Hezbollah impose control on Beirut
Lebanon is in crisis as Hezbollah takes control of part of Beirut . The current conflict is reminiscent of the civil war in the country in which the country’s Christians and Muslims got involved.
By Tom Perry
06/09/2008 Lebanon (Reuters) – Lebanon ‘s Iranian-backed Hezbollah took control of the Muslim part of Beirut on Friday, tightening its grip on the city in a major blow to the U.S.-backed government.
Security sources said at least 11 people had been killed and 30 wounded in three days of battles between pro-government gunmen and fighters loyal to Hezbollah, a Shi’ite political movement with a powerful guerrilla army.
The European Union, Germany and France urged calm and a peaceful resolution. Syria said the issue was an internal Lebanese affair while Iran blamed “the adventurist interferences” of the United States and Israel for the violence.
The fighting, the worst internal strife since the 1975-90 civil war, was triggered this week after the government took decisions targeting Hezbollah’s military communications network. The group said the government had declared war.
In scenes reminiscent of the darkest days of the civil war, young men armed with assault rifles roamed the streets amid smashed cars and smoldering buildings.
Blow To Government
Hezbollah gunmen took control of media outlets owned by governing coalition leader Saad al-Hariri, Lebanon ‘s strongest Sunni politician. Hariri’s television and radio stations went off the air.

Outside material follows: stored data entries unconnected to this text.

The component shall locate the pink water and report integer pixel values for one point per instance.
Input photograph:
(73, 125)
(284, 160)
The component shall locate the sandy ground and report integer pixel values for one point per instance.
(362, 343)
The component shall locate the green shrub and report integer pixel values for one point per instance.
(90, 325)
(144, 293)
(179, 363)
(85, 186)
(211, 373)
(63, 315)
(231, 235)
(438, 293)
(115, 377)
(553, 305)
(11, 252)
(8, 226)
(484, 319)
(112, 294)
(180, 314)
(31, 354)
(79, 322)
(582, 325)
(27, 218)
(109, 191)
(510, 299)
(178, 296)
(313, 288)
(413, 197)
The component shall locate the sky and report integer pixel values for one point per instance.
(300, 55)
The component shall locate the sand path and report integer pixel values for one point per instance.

Hezbollah, a Shi’ite group also backed by Syria , had been steadily seizing offices of pro-government factions in the predominantly Muslim western half of the city.
“It certainly leaves the government weaker and the Future movement weaker,” said Paul Salem, director of the Carnegie Middle East Center in Beirut .

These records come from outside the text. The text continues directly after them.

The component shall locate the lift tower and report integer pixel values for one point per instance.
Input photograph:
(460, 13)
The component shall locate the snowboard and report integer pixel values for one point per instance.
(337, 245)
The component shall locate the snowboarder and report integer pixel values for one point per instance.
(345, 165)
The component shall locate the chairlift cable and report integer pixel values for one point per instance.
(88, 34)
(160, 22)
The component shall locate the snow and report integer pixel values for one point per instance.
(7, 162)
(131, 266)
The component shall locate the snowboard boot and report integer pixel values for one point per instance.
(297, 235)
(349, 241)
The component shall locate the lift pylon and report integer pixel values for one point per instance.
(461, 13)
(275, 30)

Hezbollah leader Sayyed Hassan Nasrallah said on Thursday the government had declared of war by declaring the communications network illegal.
Hezbollah on Thursday rejected a proposal by Hariri to end the crisis. Nasrallah said the government must rescind its decisions and attend talks aimed at ending the political crisis.
Hezbollah, backed by Iran and Syria , has led a 17-month-long political campaign against Prime Minister Fouad Siniora’s anti-Syrian cabinet.